Army chaplain cleared of raping parishioner at abbey
AN ARMY chaplain and priest who was accused of raping a parishioner and leaving her pregnant has been cleared of wrongdoing after a church court dismissed allegations that they had had a sexual relationship.
The woman said the Rev Timothy Blewett had “forced himself upon her and had sexual intercourse with her” in the woods at Launde Abbey, a Christian retreat where he was warden at the time. The married woman said she became pregnant but later miscarried.
The Bishop’s Disciplinary Tribunal in the diocese of Leicester ruled that it was “not satisfied on the balance of probabilities, that the respondent had an improper sexual relationship” with the woman. However, a spokesman said that despite being cleared Mr Blewett, who has toured Bosnia and Iraq with the Territorial Army, was still barred from officiating in the diocese.
The allegation was first reported to police after a “third party” contacted officers in 2014, but the complainant “did not disclose any criminal offence and there was no further police action”, said Judge Philip Waller.

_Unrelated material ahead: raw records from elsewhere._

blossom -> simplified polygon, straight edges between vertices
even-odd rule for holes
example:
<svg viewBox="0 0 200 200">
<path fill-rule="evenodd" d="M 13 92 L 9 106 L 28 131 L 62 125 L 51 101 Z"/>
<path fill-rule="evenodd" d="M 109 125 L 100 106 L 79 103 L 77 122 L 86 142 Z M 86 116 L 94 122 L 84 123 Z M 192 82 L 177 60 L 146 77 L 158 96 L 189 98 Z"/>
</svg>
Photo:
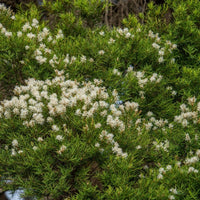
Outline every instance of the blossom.
<svg viewBox="0 0 200 200">
<path fill-rule="evenodd" d="M 56 136 L 56 140 L 58 140 L 58 141 L 62 141 L 64 138 L 63 138 L 63 136 L 62 135 L 57 135 Z"/>
<path fill-rule="evenodd" d="M 58 128 L 57 125 L 53 125 L 51 128 L 52 128 L 52 130 L 55 131 L 55 132 L 59 131 L 59 128 Z"/>
<path fill-rule="evenodd" d="M 105 51 L 104 50 L 100 50 L 98 53 L 99 53 L 99 55 L 103 55 L 105 53 Z"/>
<path fill-rule="evenodd" d="M 12 141 L 12 146 L 13 147 L 18 147 L 18 141 L 16 140 L 16 139 L 14 139 L 13 141 Z"/>
</svg>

The pair met when the woman visited the abbey on a retreat in November 2011, and Mr Blewett became her “spiritual director”. They met again several times in 2012.
On one occasion, the woman told the court, the pair went for a walk in the grounds of the Abbey, and “lay together in the woods and kissed passionately”. She said Mr Blewett then pulled down her trousers and pants and had sexual intercourse with her, which she had not wanted.
Despite taking the morning-after pill she became pregnant, she claimed, and knew the child could not be her husband’s “as he was unable to ejaculate”.
Mr Blewett said the incident in the woods did not take place, as he had been with his Army unit in the Welsh borders that weekend, and produced a payslip showing this.
A court judgment found that “the complainant has not discharged the burden of proving the allegation of sexual impropriety on the part of the respondent”. However, Mr Blewett “did not take sufficient account” of the “vulnerability” of the woman, it said, and entered into “a degree of friendship beyond spiritual direction”.
Mr Blewett declined to comment when contacted yesterday.
In an interview with the Church Times in 2010, he spoke of the three children he has with his wife, Anne, and how difficult it was for them when he was in Iraq in 2003-4. “I’d like to be locked in a church with my family,” he said. “Because I’m a workaholic and have a wonderful, all-consuming job, I probably don’t spend as much time as I should enjoying them.”